There isn't actually any strict meter or rhyme scheme in this, perhaps Isaac Rosenberg's most famous poem. Instead, Rosenberg uses free verse, in which there is no regular line length or number of feet to a line. Nor is there any rhyme scheme. We can find some structure in the poem, however—the last line is, in terms of its length and number of stressed syllables, an echo of the first, giving the poem the sense of having come full circle. The shape of the poem on the page, too, is interesting, with the longer lines confined to the middle of the poem, such that it seems to bow out and then curve back in again, a reflection of the way days "break" in the trenches and then recede again monotonously.
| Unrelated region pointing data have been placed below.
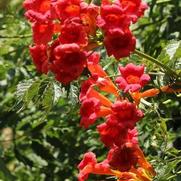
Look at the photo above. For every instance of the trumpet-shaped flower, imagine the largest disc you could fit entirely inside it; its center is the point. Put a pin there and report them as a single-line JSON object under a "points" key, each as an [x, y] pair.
{"points": [[132, 78]]}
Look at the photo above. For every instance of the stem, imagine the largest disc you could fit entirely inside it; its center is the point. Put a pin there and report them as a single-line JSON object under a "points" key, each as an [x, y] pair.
{"points": [[148, 57]]}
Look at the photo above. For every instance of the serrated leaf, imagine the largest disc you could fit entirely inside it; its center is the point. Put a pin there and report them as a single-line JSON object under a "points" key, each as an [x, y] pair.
{"points": [[23, 158], [171, 53]]}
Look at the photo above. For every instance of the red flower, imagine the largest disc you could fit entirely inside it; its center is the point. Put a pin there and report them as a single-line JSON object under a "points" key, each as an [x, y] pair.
{"points": [[89, 165], [40, 58], [40, 6], [123, 158], [133, 8], [84, 88], [126, 113], [132, 78], [72, 31], [89, 111], [119, 43], [37, 10], [112, 16], [68, 63], [42, 33], [89, 13], [112, 133], [66, 8]]}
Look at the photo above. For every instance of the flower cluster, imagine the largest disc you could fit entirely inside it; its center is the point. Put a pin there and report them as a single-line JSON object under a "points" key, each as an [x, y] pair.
{"points": [[115, 19], [125, 159], [65, 35], [64, 31]]}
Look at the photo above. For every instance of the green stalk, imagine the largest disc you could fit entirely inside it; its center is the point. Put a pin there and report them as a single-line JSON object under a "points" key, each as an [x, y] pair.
{"points": [[148, 57]]}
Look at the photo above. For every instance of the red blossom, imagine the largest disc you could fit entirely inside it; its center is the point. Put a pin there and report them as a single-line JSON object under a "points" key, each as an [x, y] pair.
{"points": [[68, 63], [72, 31], [132, 78], [133, 8], [126, 113], [89, 13], [89, 111], [112, 16], [84, 88], [37, 10], [42, 33], [66, 8], [89, 165], [123, 158], [119, 43], [112, 133], [40, 58]]}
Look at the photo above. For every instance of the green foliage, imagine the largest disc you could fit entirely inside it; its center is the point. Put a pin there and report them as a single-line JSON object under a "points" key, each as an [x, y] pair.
{"points": [[39, 119]]}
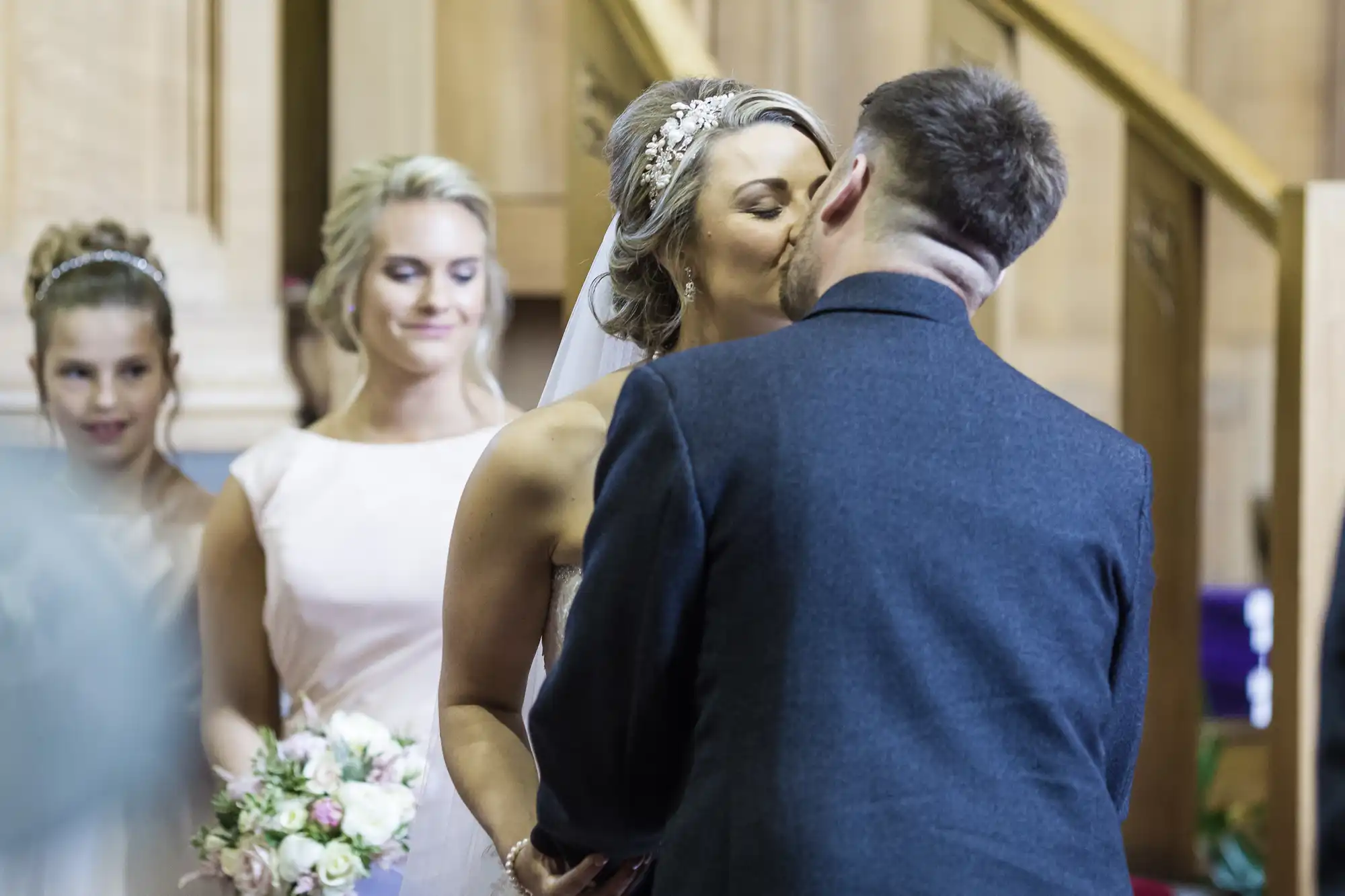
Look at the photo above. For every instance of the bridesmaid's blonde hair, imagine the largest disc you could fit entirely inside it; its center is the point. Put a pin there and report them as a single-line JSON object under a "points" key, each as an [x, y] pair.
{"points": [[349, 233]]}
In the absence of rhyme and regular meter, Rosenberg uses other poetic devices to lend cohesion to the poem, such as repetition—note the repetition of "what" toward the end of the poem, and "drop . . . dropping." We also find alliteration in the poem, as in "hurled . . . heavens." These are techniques that have been used in English poetry since before rhyme was ever a popular convention.
Isaac Rosenberg’s “Break of Day in the Trenches” is unusual among the British
poetry of World War I in that Rosenberg was the son of a poor Jewish immigrant
unlike the better known war poets who were upper middle or upper class products
of public school and Oxbridge educations. The prosodic technique of the poem is
unusual for the Georgians, lacking the polished traditional shape of better
known poems by Owens and Brooke, and looking more towards the modernist
cadences of Pound and Williams.
The poem is unrhymed free verse. Most of the lines are either trimeter or
tetrameter, in a generally rising rhythm (iambs and anapaests), but the
rhythmical pattern is basically irregular, with line breaks working
rhetorically rather than metrically, in the manner of much imagist verse.